SINGAPORE - Home Affairs and Law Minister K. Shanmugam marked the end of a key Taoist festival with hundreds of devotees at Sembawang Beach on Sunday (Oct 9) evening.
The annual Festival of the Nine Emperor Gods, also known as Kew Ong Yah in Chinese dialect, was celebrated in Nee Soon GRC, where Mr Shanmugam is a Member of Parliament.
The 10-day long celebrations involved performances and community events.
Said Mr Shanmugam: "Every year, the organisers extend the celebrations to everyone in the community - goodie bags are distributed, daily vegetarian meals are offered, the elderly residents are treated to a dinner and are given red packets.
"Devotees and the gods will also make a special tour around Nee Soon to pay mutual respects to the various temples, including the Indian temples who warmly welcome them."
As an MP, Mr Shanmugam has attended the festival every year if he is in Singapore during the celebrations.

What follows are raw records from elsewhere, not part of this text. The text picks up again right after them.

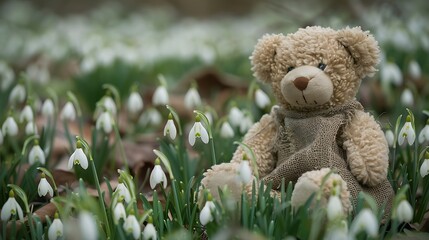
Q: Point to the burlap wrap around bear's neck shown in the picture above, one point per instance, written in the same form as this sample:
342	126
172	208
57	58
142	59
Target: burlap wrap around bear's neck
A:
308	141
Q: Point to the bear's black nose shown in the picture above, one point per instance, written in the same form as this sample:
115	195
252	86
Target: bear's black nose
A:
301	83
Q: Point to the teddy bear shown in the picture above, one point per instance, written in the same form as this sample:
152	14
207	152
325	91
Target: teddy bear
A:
318	136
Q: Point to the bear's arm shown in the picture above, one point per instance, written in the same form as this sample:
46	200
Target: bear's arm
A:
260	139
366	148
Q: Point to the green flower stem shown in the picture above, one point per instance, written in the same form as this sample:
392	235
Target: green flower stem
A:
121	146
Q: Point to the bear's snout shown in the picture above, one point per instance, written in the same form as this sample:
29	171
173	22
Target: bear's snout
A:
301	83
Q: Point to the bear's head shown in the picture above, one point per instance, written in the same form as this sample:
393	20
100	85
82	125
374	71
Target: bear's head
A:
315	67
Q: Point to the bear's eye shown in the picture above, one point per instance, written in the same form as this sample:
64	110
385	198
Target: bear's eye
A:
322	66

Speaking to the media, he added that the event is very ground-up and also emphasises tradition. Beyond religion, the celebrations take on a multi-racial and multi-religious approach as well, he said, with many participating.

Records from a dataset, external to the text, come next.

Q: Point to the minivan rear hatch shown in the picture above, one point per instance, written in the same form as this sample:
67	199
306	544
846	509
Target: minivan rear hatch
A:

Accompanied by a procession of brightly-lit floats, lions and dragon dances and performers in elaborate costumes, Mr Shanmugam and the devotees left from the Chong Pang Combined Temple to Sembawang Beach where prayers were held.
After the prayers, he joined temple elders bearing the sacred urn representing the gods in "sending off the Nine Emperor Gods" into the waters of the Straits of Johor along Sembawang Beach.
They then returned to the shore to set a huge paper-mache dragon boat ablaze, to symbolise casting off bad luck and negativity.
Mr Toh Hong San, chairman of the Kew Ong Yah Jing Shui Gang Dou Mu Gong Temple, said cultural performances from other racial groups were included in the celebrations this year. Malay and Indian performances were featured during the vegetarian feast held for more than 950 residents on the ninth day of the festival as well.